Baca juga: Jurus Jitu Para Penghuni Setia Senayan
Tak hanya Yoseph Umarhadi, politisi Partai Nasdem, Akbar Faizal, juga gagal terpilih dari Dapil Sulawesi Selatan (Sulsel) II (Kabupaten Bulukumba, Sinjai, Bone, Wajo, Soppeng, Parepare, Barru, Pangkep, dan Maros) saat Pileg 2019. Padahal, di dua pemilu sebelumnya, 2009 dan 2014, ia berhasil melenggang ke Senayan dari dapil tersebut. Pada 2009 dengan ”kendaraan” Partai Hanura, baru pada 2014 dengan Nasdem.
”Menjadi peserta pemilu di Indonesia itu seperti bertarung secara bebas, masuk ke dalam hutan belantara, menggunakan seluruh senjata yang ada, mulai bazoka, pistol, sampai ranting yang diruncingkan, agar bisa mengamankan diri,” kata Akbar.
Tak terkecuali saat rekapitulasi suara. Praktik manipulasi suara jamak terjadi. Peserta pemilu berkongkalikong dengan penyelenggara pemilu untuk memuluskan pembajakan suara rakyat itu. ”Pokoknya, pakai cara yang sopan sampai melibatkan dunia hitam,” ujarnya.
Untuk mencegah hal itu, Akbar telah berupaya menempuh segala cara. Dari mulai merekrut saksi sendiri hingga memaksimalkan jaringan atau relasi yang ada untuk mengawal suara pasca-pemungutan suara.
Ia tak mau bergantung pada saksi dari parpolnya. Sebab, meski turut membiayai saksi parpol bersama caleg lain, loyalitasnya diragukan. Biasanya saksi dari parpol bakal lebih condong kepada caleg yang memberikan uang paling besar.
”Dalam banyak kasus, saksi parpol itu dikapling oleh caleg yang paling besar membiayainya sehingga dia akan fokus pada satu caleg itu. Kita tidak bisa menjamin saksi itu tidak bekerja sama dengan penyelenggara pemilu untuk memindah suara kita,” tutur Akbar.
Segala ikhtiar telah diupayakannya tetapi ia tetap kandas. Ia meyakini, tak hanya kecurangan saat proses rekapitulasi suara, kekalahannya juga buah dari dinasti politik yang mencengkeram dapil-nya. Sejumlah caleg terpilih di dapil Sulsel II saat Pileg 2019 merupakan bagian dari dinasti politik.
Untuk mencegah terjadinya kecurangan di pemilu selanjutnya, menurut Akbar, penggunaan teknologi informasi dapat membantu.

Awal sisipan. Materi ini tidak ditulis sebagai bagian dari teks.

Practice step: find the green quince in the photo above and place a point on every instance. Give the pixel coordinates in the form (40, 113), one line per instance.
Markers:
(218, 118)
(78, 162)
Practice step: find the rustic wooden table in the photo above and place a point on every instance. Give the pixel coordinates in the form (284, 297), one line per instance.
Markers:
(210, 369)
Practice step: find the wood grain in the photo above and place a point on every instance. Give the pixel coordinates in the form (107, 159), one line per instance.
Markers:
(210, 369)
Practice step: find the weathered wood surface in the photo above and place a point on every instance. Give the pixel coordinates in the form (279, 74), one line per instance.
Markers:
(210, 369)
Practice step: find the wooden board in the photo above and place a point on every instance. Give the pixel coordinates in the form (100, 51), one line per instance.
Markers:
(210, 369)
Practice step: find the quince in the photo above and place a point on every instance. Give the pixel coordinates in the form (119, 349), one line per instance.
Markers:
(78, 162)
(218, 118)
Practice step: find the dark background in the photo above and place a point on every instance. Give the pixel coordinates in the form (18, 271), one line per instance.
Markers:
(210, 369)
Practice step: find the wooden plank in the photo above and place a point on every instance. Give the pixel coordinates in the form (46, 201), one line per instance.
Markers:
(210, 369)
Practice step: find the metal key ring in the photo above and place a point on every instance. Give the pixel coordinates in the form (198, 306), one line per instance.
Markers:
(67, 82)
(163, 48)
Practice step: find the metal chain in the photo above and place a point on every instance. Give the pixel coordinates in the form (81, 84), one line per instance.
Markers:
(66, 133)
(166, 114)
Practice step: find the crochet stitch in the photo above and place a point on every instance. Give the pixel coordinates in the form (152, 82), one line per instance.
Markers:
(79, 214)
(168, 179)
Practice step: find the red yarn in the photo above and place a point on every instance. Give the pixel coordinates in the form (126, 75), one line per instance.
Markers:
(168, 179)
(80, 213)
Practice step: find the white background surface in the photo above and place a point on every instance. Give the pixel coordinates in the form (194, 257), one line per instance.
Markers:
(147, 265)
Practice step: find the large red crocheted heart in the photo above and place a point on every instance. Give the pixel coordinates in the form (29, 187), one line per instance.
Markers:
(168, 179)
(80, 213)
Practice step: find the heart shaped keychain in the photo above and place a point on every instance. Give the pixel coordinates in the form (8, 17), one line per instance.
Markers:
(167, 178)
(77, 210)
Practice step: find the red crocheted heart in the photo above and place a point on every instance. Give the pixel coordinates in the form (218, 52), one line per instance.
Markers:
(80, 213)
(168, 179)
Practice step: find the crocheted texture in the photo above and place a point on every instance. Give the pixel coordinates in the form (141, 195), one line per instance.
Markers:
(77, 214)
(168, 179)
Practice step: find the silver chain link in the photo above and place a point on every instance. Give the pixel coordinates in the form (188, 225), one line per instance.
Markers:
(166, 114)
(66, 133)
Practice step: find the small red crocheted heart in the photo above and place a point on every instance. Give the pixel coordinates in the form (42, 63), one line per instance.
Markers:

Baca juga: Cek Ombak Dahulu, Arungi Lautan Pilpres Kemudian
Berdasarkan data penanganan pelanggaran Pemilu 2019 oleh Badan Pengawas Pemilu (Bawaslu), terdapat 16.134 pelanggaran administrasi, 373 pelanggaran kode etik, 582 pelanggaran pidana, serta 1.475 pelanggaran hukum lainnya selama Pemilu 2019. Tak sedikit di antaranya terkait ”pencurian” suara saat proses rekapitulasi suara.
Adapun mengutip dari laporan kinerja DKPP tahun 2019, tahapan rekapitulasi penghitungan suara selain pemungutan dan penghitungan suara disebut sebagai tahapan krusial karena banyaknya pengaduan dugaan pelanggaran kode etik oleh penyelenggara pemilu di tahapan-tahapan itu. Dari 506 pengaduan, sebanyak 37,3 persen di antaranya atau sebanyak 189 pengaduan terkait tahapan rekapitulasi suara.
Manipulasi suara pun berada di peringkat ketiga modus pelanggaran kode etik tertinggi sepanjang 2019 setelah modus kelalaian pada proses pemilu dan pelanggaran hukum. Jumlahnya mendekati 200 teradu.
Anggota Bawaslu, Rahmat Bagja, mengatakan, proses rekapitulasi suara di semua jenjang seharusnya terbuka. Terbuka berarti orang bisa mendengar yang disampaikan, melihat, termasuk merekamnya. Namun, di lapangan, tetap ditemui berbagai bentuk pelanggaran, mulai yang ringan dan bersifat administratif sampai yang bersifat pidana.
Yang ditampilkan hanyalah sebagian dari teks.